Protecting nature from nature

We’ve all seen them, those plastic spheres around newly planted trees, protecting them from…well, what exactly? Had me fooled, but a recent article by Richard Mabey, challenged my assumption that those who plant the trees actually know what they are doing. I’m not trying to challenge experts; my goodness, too many experts have been inexpertly challenged in recent years. But ask yourself, does someone go round and take off those plastic covers when the saplings are strong enough to cope with the elements? Seemingly not. They just stay there and either strangle the tree/plant or break off and add to the plastic problem of the countryside.

Of course saplings need protecting against the wind. Well, no actually. The history of our planet is littered with examples of saplings coping with wind quite well. Very well, in fact. Better, in fact. Trees and shrubs exposed to wind seemingly root better, because they have to. “Protecting” them does them a disservice.

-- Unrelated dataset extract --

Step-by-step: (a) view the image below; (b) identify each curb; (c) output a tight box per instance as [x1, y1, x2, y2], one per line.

What about grazing animals? Surely, the plastic protects against being eaten before they get established? Perhaps if they were higher than a sheep or deer, but they tend not to be. So sheep will eat them as they pop over the top of their protection. Actually, when they are planted because they are rarely totally “protected”.

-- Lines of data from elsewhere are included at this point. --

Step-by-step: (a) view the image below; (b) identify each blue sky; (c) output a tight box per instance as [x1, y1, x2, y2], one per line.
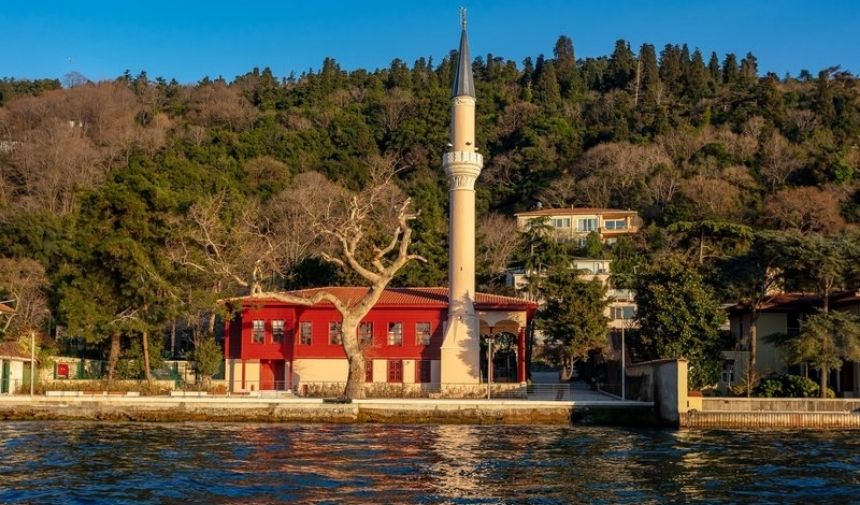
[1, 1, 857, 83]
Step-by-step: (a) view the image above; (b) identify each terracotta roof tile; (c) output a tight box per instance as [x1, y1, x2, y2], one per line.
[244, 287, 537, 310]
[728, 291, 860, 313]
[0, 341, 29, 359]
[515, 207, 637, 217]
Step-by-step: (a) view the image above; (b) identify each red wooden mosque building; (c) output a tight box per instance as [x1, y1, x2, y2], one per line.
[224, 288, 537, 392]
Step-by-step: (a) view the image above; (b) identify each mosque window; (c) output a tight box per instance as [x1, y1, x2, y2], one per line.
[272, 320, 285, 343]
[299, 322, 312, 345]
[387, 322, 403, 346]
[359, 322, 374, 346]
[416, 322, 431, 345]
[252, 320, 265, 344]
[328, 322, 343, 345]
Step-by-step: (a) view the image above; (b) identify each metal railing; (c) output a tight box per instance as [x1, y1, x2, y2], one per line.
[526, 383, 577, 401]
[223, 381, 529, 399]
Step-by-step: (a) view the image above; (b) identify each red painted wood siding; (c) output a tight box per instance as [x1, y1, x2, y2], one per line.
[236, 304, 445, 361]
[236, 306, 296, 360]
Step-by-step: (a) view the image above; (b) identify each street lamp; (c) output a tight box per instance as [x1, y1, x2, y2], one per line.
[486, 326, 495, 400]
[621, 319, 627, 401]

Mabey highlights another feature of this replanting. It is monoculture. The variety being planted is a fraction of that from the past; often it is just hawthorn. I love hawthorn, but diversity is better – ash, aspen, sycamore, wild cherry and sweet briar. A mix attracts a range of other creatures, birds and insects.

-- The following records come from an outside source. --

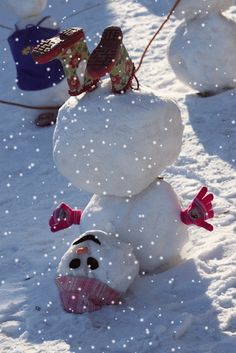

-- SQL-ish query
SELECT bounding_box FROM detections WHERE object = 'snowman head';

[5,0,47,19]
[173,0,233,21]
[57,230,139,293]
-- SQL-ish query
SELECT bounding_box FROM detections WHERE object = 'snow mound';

[53,79,183,197]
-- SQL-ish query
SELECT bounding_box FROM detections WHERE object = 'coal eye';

[87,257,99,270]
[69,258,81,269]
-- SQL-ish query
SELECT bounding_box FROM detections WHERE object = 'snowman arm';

This is not universally the case. On the Combe Valley in Hastings, UK, thousands of trees have been planted, many of them Hawthorn (right). These trees were given their own stick to offer support. Many of them have happily outgrown the sticks which will, in their own time, return to the earth.

The other thing that we notice in the autumn is the absolute brutality of the hedge trimming. The cutting equipment used could lay waste to the Amazon, let alone a roadside hedge. Let’s be kinder and more inclusive.

I’m now on the lookout for these protective tubes, not far from Combe Valley I did find a spot where they have clearly been removed from trees, but not removed from the landscape (left).